Thornton, 30, said the site is a place for pet owners to share stories or learn about a specific breed. It can also help people form friendships based on a love of dogs, or connect people interested in finding a play date for their dog.

Connie Mandrozos found the site while searching for information for her 12-year-old golden retriever, Boomer, who has cancer. She received an outpouring of support from other dog owners with similar experiences and some told her they "have their paws crossed" for Boomer.

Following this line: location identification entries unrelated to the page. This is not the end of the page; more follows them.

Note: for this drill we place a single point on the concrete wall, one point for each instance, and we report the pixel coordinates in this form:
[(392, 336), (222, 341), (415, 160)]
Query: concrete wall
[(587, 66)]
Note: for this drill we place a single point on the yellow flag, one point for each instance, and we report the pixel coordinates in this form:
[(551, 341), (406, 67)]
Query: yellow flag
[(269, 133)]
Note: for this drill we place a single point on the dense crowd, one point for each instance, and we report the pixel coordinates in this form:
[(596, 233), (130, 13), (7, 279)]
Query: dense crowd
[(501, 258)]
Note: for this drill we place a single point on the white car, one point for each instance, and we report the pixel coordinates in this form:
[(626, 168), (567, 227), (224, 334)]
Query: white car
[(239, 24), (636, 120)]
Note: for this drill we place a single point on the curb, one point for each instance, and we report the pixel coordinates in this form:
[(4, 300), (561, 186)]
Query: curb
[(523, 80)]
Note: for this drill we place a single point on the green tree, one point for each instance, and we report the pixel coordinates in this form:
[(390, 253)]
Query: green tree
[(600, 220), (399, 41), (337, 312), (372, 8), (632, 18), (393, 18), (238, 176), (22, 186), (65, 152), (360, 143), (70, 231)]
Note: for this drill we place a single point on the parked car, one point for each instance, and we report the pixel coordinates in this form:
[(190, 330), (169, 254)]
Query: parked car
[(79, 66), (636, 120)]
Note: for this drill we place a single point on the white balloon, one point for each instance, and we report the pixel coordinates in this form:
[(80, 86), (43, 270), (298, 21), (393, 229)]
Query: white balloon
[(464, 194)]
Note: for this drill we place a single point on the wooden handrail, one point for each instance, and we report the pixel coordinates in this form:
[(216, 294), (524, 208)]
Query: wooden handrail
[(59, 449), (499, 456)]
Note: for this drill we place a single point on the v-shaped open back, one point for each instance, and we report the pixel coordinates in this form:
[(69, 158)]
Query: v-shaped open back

Mandrozos, 36, ended up spending more time on the site, creating profiles for Boomer as well as his "sisters" -- a pit bull mix named Darla and another mixed breed named Violet.

"It's been a goofy thing to do at the end of the day when you get home from work and you just want to talk to somebody in your dog's voice and say, 'Hey, how was your day? Woof,' " said Mandrozos, who lives in Bridgeport, Conn., and sometimes uses her dogs in her job as a behaviorist.

Most of the Doggyspace profiles include messages from other doggy "friends."

One profile is for a chocolate Labrador retriever named Guinness, who said her mom "couldn't resist naming me after her favorite beverage."